When choosing solid wood, consider the colour, thickness, size and style of boards. Look at the grading, too, which makes a massive difference to the appearance – a more natural or rustic grade as opposed to a cleaner type can make a large, bland area look interesting.
You must consider the wood’s moisture content when laying solid timber as it will expand and contract. To minimise movement, ensure your flooring is acclimatised and dry when laying. Solid boards can be sanded and refinished when they start to look worn, without any ill effects.
Engineered planks are a good alternative to solid.
“Once the floors are laid, they look the same”? – says Vaughan. “It would be almost impossible to tell the difference by sight alone”.
These composite planks are made up of layers of wood; the top (wear layer) is the chosen species (such as walnut or oak) and must be at least 2mm thick. There are two types of base for engineered planks; plywood or a 3-ply block construction. The former consists of a sheet of plywood glued to the bottom of the wear strip. The latter has a middle skin, usually Hevea or Eucalyptus, which is glued at 90° to the grain of the wear layer, plus a base of plywood. Both types are available in different thicknesses ranging from 12.5mm to 22mm, and usually come in fixed lengths with either a tongue and groove or a click fitting system.
Solid planks are not stable so must be fixed in position when installed, by either secret nailing, secret screwing or gluing down. They must not be laid loose over underlay. As engineered planks are dimensionally stable, they can be loose fitted – this technique is also known as a floating floor.

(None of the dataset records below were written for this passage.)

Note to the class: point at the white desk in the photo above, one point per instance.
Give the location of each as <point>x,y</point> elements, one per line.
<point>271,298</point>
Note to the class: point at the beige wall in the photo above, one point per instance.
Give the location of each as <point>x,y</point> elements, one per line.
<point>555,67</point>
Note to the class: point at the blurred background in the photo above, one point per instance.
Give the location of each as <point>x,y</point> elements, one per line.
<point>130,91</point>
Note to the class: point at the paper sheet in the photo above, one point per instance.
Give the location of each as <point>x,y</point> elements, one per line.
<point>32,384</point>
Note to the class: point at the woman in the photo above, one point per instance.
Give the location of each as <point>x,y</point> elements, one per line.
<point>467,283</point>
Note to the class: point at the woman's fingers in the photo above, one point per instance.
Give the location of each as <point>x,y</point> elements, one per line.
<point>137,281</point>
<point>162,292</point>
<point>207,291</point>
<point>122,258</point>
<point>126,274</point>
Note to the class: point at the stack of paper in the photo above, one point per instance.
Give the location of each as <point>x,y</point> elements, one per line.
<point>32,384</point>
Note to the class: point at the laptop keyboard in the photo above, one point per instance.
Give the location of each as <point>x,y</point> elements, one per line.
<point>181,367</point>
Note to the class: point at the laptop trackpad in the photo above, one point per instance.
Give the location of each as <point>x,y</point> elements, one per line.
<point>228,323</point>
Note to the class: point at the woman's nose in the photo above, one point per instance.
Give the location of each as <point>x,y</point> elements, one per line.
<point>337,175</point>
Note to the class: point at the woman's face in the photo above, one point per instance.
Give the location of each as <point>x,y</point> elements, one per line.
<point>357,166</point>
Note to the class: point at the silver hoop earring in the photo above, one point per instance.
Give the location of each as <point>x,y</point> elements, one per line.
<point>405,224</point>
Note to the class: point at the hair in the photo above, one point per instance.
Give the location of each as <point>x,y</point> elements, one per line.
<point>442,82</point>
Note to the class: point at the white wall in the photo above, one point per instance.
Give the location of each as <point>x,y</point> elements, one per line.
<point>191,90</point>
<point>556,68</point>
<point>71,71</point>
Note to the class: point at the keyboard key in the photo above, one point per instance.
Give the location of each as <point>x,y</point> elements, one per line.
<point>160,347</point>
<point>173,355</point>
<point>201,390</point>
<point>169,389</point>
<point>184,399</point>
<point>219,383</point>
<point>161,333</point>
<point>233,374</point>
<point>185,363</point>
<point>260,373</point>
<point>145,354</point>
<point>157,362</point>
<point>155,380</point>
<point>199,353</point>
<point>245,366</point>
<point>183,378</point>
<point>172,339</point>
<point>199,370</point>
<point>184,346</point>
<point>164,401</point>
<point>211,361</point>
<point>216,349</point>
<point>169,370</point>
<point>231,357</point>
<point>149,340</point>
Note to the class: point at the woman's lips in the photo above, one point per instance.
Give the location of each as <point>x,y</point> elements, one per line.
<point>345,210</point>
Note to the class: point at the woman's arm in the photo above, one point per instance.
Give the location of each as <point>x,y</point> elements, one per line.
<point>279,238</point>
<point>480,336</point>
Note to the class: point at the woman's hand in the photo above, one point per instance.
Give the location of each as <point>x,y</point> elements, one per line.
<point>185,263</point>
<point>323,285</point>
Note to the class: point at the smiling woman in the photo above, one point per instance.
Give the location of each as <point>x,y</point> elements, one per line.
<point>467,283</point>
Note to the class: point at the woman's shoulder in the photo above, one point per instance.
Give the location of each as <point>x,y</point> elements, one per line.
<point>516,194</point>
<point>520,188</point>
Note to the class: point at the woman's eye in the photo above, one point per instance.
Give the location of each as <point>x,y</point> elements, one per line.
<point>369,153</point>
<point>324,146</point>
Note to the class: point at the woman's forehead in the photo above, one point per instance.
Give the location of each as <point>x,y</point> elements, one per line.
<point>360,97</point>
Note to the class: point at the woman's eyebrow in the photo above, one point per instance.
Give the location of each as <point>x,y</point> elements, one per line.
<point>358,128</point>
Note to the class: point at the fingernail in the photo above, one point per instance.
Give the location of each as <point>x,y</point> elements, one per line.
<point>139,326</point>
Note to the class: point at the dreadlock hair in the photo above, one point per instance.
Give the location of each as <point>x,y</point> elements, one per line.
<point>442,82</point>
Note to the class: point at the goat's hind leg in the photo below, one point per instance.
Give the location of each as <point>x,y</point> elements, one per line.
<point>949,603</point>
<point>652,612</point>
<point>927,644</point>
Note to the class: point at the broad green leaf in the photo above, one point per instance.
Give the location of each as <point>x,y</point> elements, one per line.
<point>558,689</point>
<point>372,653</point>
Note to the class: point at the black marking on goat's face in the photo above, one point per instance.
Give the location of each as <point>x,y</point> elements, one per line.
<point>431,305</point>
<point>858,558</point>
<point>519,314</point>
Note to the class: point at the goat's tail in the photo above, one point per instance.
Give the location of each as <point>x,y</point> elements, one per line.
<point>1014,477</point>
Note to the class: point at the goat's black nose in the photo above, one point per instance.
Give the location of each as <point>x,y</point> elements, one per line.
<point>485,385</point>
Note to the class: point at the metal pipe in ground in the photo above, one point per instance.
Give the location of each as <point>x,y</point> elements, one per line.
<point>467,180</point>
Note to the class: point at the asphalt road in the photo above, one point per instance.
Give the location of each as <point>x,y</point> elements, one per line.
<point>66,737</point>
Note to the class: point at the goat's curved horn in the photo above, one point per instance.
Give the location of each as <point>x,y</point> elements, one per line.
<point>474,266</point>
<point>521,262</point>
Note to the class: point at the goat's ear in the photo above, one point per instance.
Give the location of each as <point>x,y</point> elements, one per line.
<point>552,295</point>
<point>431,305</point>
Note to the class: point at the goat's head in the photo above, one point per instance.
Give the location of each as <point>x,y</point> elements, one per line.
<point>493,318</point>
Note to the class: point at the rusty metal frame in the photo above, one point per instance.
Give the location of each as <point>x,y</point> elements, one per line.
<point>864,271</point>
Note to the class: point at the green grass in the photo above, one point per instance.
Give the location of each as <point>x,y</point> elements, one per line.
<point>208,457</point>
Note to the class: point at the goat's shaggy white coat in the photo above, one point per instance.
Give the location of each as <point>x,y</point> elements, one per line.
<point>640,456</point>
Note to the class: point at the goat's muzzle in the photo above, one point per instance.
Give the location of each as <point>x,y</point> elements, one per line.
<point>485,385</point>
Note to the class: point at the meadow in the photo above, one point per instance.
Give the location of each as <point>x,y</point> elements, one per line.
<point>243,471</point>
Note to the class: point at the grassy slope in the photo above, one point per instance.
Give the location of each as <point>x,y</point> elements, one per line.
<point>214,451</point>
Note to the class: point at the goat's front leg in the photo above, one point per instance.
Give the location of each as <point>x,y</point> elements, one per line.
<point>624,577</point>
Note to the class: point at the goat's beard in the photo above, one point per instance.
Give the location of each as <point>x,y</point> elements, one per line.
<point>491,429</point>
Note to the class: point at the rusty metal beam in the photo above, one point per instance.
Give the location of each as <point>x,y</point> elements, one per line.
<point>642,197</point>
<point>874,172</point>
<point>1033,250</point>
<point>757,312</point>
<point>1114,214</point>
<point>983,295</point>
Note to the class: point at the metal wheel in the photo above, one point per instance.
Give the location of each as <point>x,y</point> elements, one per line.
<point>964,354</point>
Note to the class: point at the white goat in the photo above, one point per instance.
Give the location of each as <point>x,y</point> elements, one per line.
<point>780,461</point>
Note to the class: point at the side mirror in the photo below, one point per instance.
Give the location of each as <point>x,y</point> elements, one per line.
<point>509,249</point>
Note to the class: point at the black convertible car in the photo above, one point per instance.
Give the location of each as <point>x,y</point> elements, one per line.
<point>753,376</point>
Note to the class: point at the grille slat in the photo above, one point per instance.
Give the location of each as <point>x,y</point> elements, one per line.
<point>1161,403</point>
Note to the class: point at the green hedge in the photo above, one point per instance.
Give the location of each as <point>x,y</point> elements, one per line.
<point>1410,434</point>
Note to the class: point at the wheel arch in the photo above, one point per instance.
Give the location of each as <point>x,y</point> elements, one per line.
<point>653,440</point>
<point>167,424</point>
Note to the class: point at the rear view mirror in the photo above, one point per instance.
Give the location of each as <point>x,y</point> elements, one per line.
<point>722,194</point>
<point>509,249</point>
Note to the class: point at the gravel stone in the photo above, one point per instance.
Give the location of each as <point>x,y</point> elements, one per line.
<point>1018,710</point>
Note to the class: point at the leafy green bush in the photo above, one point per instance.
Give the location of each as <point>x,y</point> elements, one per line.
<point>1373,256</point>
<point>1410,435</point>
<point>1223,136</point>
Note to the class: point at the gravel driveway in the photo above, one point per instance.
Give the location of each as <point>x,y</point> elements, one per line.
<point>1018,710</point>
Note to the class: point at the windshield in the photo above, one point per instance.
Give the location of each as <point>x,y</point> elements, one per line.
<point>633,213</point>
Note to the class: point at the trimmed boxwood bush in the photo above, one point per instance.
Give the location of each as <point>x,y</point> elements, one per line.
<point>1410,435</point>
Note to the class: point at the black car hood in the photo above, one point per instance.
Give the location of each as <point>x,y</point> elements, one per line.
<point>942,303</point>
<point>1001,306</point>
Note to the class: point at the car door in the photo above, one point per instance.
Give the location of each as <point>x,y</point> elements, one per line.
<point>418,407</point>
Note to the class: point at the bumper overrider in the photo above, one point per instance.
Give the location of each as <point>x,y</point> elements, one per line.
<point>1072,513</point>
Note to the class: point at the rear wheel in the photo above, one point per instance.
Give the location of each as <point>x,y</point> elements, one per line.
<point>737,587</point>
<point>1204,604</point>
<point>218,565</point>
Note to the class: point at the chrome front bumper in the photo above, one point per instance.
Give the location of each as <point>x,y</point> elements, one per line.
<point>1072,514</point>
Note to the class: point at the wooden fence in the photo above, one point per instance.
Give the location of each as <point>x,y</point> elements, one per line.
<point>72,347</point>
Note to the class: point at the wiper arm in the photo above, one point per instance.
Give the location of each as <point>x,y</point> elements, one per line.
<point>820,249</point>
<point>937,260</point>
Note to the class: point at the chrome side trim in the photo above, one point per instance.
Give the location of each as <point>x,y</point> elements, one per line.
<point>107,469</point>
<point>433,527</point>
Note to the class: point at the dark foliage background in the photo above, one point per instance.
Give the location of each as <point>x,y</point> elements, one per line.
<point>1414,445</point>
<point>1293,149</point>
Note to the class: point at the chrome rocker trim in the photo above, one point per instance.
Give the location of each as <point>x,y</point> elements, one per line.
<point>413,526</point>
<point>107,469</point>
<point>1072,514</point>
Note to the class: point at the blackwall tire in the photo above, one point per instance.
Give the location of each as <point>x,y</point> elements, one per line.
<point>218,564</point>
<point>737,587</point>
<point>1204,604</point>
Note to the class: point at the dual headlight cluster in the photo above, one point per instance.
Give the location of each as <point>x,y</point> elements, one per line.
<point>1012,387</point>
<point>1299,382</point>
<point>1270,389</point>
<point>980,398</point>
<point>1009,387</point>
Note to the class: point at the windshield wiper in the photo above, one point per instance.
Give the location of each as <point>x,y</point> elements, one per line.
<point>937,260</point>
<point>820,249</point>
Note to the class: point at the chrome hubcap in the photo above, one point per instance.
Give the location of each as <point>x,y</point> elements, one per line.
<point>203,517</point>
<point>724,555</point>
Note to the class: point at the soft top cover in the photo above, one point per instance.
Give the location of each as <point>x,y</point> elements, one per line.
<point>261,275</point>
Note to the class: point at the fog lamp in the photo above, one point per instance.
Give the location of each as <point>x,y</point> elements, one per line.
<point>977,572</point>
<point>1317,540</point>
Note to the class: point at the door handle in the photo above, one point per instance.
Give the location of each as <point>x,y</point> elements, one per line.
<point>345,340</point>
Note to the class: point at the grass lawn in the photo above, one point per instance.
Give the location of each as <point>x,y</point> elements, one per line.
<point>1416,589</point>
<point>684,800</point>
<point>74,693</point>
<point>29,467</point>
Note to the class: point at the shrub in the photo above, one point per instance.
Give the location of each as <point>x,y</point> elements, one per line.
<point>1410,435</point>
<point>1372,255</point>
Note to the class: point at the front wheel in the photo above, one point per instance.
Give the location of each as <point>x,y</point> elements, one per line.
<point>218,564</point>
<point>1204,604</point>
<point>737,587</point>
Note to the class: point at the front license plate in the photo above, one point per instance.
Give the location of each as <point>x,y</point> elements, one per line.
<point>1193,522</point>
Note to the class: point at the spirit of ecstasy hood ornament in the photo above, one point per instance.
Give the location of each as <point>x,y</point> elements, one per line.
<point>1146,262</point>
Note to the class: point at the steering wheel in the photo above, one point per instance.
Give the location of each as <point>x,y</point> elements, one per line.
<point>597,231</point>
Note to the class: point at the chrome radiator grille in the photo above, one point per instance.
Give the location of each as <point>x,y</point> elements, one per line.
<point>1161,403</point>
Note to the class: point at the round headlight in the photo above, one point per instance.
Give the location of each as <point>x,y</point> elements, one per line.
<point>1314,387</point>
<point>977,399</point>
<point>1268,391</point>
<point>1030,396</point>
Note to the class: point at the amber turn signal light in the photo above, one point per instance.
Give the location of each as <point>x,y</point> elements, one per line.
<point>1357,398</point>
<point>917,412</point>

Although actually a grass, bamboo is considered a timber for flooring purposes. Its good looks and resilience mean it’s become a firm favourite for living rooms – especially for families with young children, as it is hard to scratch.
“Strand woven bamboo is 2.5 times harder than oak, and is stronger than any wood used in many commercial properties. It will certainly last a lifetime and can be re-sanded when necessary”, – says Chris Elliott from The Bamboo Flooring Company. “It also grows quickly, within around five years, so its extremely sustainable”.
Does it work with underfloor heating? Yes, with some caveats: choose narrower boards and avoid certain species that are more prone to movement, such as maple and beech. Ideally, use engineered boards and always liaise with your supplier for their recommendations.
Can I lay it myself? Most modem boards are tongue and grooved along the edges so that they interlock, forming a barrier against draughts and dust. This also makes them relatively easy to install – especially for the more seasoned DIYer. Get advice from the manufacturer on what type of underlay, if any, is required. If you are investing a large amount of money on products and don’t feel confident in your abilities, its best to call in the professionals. Pros: Sustainable and natural, wood flooring will certainly boost your home’s eco rating. It has a timeless style; so is ideal if you are looking for a product that will continue to get better with age.
Cons: Wood’s moisture content dictates how much it will expand and contract in situ, so you have to let timber flooring acclimatise in your home for at least a week before it is laid – which may not be ideal if you are looking for a quick turnaround. Before fitting planks in a new build, allow plenty of time for screeds and plaster to dry as this can affect moisture levels.
Price: From £15 to £150 per m2 for solid and engineered boards (or £15 to £35 per m2 for bamboo).